Rotterdam: less coal and oil, more containers and LNG

Caption: The Euromax Terminal ECT in Rotterdam (© Port of Rotterdam)

Europe’s largest seaport, Rotterdam, has had a mixed first quarter. While container throughput increased, the overall result fell short of the previous year.

From January to March, 1.4% fewer tons crossed the quayside of the Dutch hub[ds_preview].

The bottom line in the balance sheet published today is 110.1 million tons for the first quarter. The port authority attributes the decline mainly to the lower throughput of coal, crude oil and petroleum products. In contrast, the handling of iron ore & scrap and LNG (liquefied natural gas) increased. Container throughput also increased by 3.3%.

The new port manager, Boudewijn Siemons, said: “The throughput figures show that imports of raw materials and exports of finished products are limited. This shows us that European industrial production is still suffering from high energy prices and low demand in the most declining sectors such as construction, manufacturing and the automotive industry.” The growth in container handling, on the other hand, shows the first signs of an upturn in global trade. “However, these tentative signs remain extremely uncertain due to increasing global tensions,” Siemons continues.
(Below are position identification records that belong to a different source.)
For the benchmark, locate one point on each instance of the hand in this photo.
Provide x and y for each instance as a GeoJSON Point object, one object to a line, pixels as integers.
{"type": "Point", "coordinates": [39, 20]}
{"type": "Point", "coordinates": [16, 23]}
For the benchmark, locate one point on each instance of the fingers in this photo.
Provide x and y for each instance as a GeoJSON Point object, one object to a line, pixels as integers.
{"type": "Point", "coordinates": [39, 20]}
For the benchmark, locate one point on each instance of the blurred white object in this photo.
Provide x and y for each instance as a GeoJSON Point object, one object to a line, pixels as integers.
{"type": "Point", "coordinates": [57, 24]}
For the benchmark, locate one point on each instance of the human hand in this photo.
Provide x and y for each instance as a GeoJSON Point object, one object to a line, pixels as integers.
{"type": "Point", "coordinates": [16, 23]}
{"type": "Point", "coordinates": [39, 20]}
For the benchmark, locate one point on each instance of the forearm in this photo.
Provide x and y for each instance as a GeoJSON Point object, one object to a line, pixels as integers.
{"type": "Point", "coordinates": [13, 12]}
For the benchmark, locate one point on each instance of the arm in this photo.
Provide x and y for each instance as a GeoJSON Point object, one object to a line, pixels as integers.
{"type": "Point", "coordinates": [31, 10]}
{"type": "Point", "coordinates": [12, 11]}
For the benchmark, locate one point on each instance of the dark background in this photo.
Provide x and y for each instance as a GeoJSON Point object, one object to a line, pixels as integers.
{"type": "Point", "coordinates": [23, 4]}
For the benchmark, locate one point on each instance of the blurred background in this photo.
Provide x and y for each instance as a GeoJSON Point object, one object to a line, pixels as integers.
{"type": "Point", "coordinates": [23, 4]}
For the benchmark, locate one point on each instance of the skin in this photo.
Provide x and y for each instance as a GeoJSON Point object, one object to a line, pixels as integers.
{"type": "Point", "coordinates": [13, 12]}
Cargo segments in Rotterdam

  • Dry bulk
    The throughput of dry bulk fell by 4.5% compared to the first three months of 2023. The main reason for this decline is the sharp drop in coal throughput. Due to the lower demand for energy coal for power generation in coal-fired power plants, two million tons less coal was handled than in the previous year. In contrast, the increase in German steel production also led to an increase in iron ore handling. The strong increase of 93.7% in the other dry bulk segment is distorted by the fact that there was a correction in throughput in the first quarter of 2023, according to the authority’s statement. The same applies to the 23.9% decline in the agribulk segment. “Without the correction, throughput in the agribulk segment shows a decrease of 10.9 Other dry bulk recorded a decline of 16.8%,” the press release states. Other dry bulk includes raw materials that are used in energy-intensive sectors. Production in these sectors is still low, as energy costs account for a large proportion of production costs.
  • Liquid bulk
    Throughput of liquid bulk fell by 3.1% to 52.6 million tons. The decline is due to lower throughput of crude oil, petroleum products and other liquid bulk. Refinery margins in north-western Europe were good, resulting in good refinery capacity utilisation and crude oil supply remaining almost the same as in 2023. However, demand for crude oil products was lower this quarter than in the first quarter of 2023, when a lot was imported to replace Russian crude oil products. Throughput of LNG as a source of natural gas increased again by 3.6% to 9.1 million tons. The other liquid bulk segment recorded a decline in all sectors, from chemicals to renewable energies and plant & animal products. “The processing industry in Europe is still struggling due to high energy prices and lack of demand,” the statement said.
  • Containers
    In the container segment, a slight increase in throughput was recorded for the first time in three years. Container throughput in tons rose by 3.3% to 32.5 million tons and in TEU by 2.0% to 3.3 million TEU. The situation in the Red Sea resulted in significantly fewer ships (24.5%) and lower volumes from Asia (-13.7%) in January and February due to delays and missed departures. The adjustment to the changed schedules initially led to the necessary adjustments in the supply chain. “The overall demand for goods is practically unaffected,” writes the Dutch company. This situation is now under control, with significantly more ships arriving in March (11.5%) and volumes from Asia recovering. The volumes on the other shipping routes are also showing a positive result. The cautious economic recovery and the reduction in inventories are contributing to this. Feeder traffic from Rotterdam to the Mediterranean ports also recorded a strong increase (29%). As ships are diverted via the Cape of Good Hope and certain ports are skipped, freight for this region is transported from Rotterdam to the Mediterranean ports via feeder ships.
  • Total throughput in the general cargo market segment, which primarily includes RoRo cargo, fell by 1.9% to 7.8 million tons. RoRo handling fell by 3.8% to 6.3 million tons compared to the first quarter of the previous year, as traffic volumes in the UK have not yet recovered. The other general cargo segment increased by 7.4% to 1.5 million tons.